A few days ago I posted an article about MMORPGs I’d love to see and I briefly touched on Intellectual Property (IP) in MMORPGs. I realised pretty soon after writing it that a huge amount of MMOs are based upon already established IPs. It made me wonder – exactly how important is the IP to the success of a MMORPG?
I’ve been mulling over this question a lot the past couple of days (mainly whilst in the shower dreaming up my perfect MMORPG) and I’ve come to the conclusion that IP bares no real impact on the long term success of a MMO. The evidence for this is pretty strong. Not only is World of Warcraft by far the most successful MMORPG and yet not based on a particularly strong IP (or at least it wasn’t when it launched) but plenty of games which have had strong IPs have failed to meet their expectations. Age of Conan and Warhammer Online are two good examples of this and we only need to look at the Matrix Online shutting down to see how bad it can get.

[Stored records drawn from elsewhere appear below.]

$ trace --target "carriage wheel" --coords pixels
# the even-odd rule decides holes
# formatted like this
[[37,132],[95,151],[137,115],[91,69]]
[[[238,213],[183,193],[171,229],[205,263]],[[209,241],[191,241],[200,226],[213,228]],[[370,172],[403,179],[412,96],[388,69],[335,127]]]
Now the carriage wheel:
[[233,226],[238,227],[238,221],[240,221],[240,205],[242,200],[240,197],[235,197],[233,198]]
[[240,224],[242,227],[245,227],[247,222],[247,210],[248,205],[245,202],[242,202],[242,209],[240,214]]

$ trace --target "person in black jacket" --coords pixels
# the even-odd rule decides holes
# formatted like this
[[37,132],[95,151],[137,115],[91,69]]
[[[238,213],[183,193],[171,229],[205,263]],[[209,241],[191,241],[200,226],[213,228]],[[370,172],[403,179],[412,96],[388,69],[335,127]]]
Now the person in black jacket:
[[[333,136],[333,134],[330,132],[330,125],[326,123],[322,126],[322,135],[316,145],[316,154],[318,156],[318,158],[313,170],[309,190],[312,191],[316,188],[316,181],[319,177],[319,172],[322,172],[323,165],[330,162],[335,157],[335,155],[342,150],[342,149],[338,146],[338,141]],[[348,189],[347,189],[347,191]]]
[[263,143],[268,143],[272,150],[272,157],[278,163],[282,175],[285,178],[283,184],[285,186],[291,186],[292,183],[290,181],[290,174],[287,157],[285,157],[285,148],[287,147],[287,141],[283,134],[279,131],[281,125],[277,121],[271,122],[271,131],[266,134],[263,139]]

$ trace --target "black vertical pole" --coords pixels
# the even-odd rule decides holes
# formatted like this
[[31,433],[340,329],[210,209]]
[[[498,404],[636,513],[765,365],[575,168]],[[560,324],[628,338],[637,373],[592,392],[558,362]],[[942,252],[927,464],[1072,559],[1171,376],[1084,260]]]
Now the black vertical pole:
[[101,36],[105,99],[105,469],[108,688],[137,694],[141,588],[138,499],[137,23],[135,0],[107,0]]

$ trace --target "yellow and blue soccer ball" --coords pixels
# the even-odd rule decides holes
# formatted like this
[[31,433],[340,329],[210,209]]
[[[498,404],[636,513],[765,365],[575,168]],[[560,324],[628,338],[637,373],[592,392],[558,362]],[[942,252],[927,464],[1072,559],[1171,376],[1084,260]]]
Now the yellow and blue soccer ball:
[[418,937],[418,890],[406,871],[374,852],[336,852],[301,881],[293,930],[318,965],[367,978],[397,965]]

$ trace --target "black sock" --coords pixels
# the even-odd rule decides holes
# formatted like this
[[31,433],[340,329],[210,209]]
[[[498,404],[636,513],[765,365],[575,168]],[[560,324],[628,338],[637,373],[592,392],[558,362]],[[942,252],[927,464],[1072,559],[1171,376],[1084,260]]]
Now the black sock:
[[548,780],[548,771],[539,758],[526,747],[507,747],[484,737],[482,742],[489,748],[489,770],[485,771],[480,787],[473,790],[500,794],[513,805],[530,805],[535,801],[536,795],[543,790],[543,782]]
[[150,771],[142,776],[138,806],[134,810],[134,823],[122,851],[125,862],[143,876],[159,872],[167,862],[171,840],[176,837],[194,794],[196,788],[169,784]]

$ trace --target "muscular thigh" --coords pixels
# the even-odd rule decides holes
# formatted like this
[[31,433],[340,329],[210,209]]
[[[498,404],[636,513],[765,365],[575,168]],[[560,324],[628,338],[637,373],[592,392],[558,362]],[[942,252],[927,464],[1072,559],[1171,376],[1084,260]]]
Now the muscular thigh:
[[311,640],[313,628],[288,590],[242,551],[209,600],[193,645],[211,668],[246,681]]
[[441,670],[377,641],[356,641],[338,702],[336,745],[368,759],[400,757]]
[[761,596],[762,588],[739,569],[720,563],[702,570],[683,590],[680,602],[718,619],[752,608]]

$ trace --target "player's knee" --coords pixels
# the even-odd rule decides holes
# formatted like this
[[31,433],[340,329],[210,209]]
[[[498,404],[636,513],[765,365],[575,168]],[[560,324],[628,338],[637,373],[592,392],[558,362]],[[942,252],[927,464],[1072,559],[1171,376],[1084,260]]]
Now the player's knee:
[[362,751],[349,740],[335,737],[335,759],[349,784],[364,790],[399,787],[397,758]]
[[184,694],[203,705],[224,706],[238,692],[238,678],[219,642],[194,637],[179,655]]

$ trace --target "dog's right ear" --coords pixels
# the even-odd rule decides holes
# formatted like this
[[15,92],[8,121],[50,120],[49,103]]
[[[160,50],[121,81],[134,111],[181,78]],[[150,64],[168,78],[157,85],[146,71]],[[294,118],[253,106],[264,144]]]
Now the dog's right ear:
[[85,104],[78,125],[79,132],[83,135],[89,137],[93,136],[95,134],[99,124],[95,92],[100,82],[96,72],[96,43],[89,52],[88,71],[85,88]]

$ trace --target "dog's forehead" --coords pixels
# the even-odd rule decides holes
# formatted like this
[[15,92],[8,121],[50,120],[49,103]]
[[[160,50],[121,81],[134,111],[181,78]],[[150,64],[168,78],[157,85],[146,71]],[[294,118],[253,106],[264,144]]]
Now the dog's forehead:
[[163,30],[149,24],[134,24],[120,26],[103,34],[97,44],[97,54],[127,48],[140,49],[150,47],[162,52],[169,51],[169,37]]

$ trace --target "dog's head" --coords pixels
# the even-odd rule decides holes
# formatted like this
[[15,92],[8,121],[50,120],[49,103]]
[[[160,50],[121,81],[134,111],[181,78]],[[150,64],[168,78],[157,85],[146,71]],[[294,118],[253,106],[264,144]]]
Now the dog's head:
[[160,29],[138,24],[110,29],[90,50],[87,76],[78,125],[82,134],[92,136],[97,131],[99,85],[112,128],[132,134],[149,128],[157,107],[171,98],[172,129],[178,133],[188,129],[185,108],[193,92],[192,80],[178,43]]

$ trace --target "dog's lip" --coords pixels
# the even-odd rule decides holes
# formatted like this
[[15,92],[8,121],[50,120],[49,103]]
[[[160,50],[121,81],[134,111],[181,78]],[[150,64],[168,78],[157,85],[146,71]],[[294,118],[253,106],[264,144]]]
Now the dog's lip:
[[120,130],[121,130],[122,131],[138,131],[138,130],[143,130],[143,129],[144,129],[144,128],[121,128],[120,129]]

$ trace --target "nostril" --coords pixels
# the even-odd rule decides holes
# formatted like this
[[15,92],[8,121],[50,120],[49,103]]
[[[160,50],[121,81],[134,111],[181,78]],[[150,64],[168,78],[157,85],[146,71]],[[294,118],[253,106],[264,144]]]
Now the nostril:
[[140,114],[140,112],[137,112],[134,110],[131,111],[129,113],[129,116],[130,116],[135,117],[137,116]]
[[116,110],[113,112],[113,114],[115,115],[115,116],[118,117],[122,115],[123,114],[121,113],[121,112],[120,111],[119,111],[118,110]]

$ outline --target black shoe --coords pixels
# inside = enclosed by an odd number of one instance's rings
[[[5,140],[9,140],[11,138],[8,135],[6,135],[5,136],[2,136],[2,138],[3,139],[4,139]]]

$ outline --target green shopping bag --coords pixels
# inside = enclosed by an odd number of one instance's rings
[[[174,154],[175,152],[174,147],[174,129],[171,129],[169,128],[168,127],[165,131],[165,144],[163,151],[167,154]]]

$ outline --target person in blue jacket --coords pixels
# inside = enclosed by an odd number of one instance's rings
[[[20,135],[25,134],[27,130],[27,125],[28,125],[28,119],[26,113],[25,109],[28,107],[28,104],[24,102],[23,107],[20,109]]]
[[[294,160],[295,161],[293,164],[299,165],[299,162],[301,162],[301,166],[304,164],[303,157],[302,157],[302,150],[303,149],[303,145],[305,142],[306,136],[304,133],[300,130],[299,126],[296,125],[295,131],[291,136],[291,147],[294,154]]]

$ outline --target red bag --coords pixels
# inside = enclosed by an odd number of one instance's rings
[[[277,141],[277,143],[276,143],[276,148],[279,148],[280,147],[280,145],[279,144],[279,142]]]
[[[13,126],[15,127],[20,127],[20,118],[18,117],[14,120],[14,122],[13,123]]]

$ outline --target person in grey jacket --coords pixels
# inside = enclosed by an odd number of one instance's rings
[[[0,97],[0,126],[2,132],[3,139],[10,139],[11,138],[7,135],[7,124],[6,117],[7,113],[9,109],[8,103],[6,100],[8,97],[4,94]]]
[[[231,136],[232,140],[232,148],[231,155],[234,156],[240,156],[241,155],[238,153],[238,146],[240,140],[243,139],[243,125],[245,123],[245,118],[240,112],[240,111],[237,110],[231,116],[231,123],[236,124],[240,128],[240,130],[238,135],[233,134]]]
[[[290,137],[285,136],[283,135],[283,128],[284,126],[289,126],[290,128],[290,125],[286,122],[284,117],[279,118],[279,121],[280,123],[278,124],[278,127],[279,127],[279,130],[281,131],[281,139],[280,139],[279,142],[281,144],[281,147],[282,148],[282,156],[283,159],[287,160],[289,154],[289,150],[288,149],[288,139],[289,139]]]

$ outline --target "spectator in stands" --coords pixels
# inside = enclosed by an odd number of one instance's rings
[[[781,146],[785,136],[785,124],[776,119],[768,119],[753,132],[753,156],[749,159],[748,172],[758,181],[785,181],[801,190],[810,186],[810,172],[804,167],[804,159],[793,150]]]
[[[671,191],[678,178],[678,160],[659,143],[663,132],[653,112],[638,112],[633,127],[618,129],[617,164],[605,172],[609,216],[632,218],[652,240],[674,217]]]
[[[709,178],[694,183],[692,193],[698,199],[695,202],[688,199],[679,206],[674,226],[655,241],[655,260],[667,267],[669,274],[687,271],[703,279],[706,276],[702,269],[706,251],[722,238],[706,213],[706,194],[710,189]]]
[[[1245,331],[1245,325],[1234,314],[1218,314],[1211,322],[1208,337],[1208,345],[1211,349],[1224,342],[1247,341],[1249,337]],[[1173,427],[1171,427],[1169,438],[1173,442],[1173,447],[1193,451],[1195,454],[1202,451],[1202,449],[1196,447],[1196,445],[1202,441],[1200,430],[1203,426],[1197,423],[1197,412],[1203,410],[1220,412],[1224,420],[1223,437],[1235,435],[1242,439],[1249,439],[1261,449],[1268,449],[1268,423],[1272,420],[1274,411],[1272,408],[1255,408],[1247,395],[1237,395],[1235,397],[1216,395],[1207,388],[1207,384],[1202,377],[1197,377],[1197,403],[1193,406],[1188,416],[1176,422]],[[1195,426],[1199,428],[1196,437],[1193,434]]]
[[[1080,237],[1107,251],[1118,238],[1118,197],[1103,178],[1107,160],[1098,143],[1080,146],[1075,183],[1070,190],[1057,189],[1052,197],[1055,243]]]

Sure, you may argue that the stronger the IP, the more likely the long term success of the game. I can’t really argue against that because is a very subjective thing. Is Star Wars a stronger licence than Star Trek? I have no idea. I do know that if you look at subscription numbers though, very few MMORPGs have gotten past 500k regardless of their IP.
I do think however, that IP can play a very large part in the initial success of a MMORPG. Age of Conan, for example, had an astounding success in base sales (1 million units sold, I believe) but that failed to translate into long term subscriptions. Same goes for Warhammer Online.
Intellectual Properties and their franchises come with a lot of attractive benefits to MMORPG developers. Clearly defined worlds, recognisable content and, most import of all, large fan bases. Star Wars: The Old Republic is receiving a lot of attention purely because it’s a Star Wars game and this is obviously great for BioWare because they can cash in on that to drive initial interest and sales.
Capitalising on intitial sales for the longterm is a very different ballgame though and no IP will save a bad game. They can even compound the problem by increasing initial expectations to unachieveable levels. The bottom line, in my opinion, is that a MMOs IP can be potential very appealing ititially but it’s the gameplay and game mechanics that will ultimately determine its success.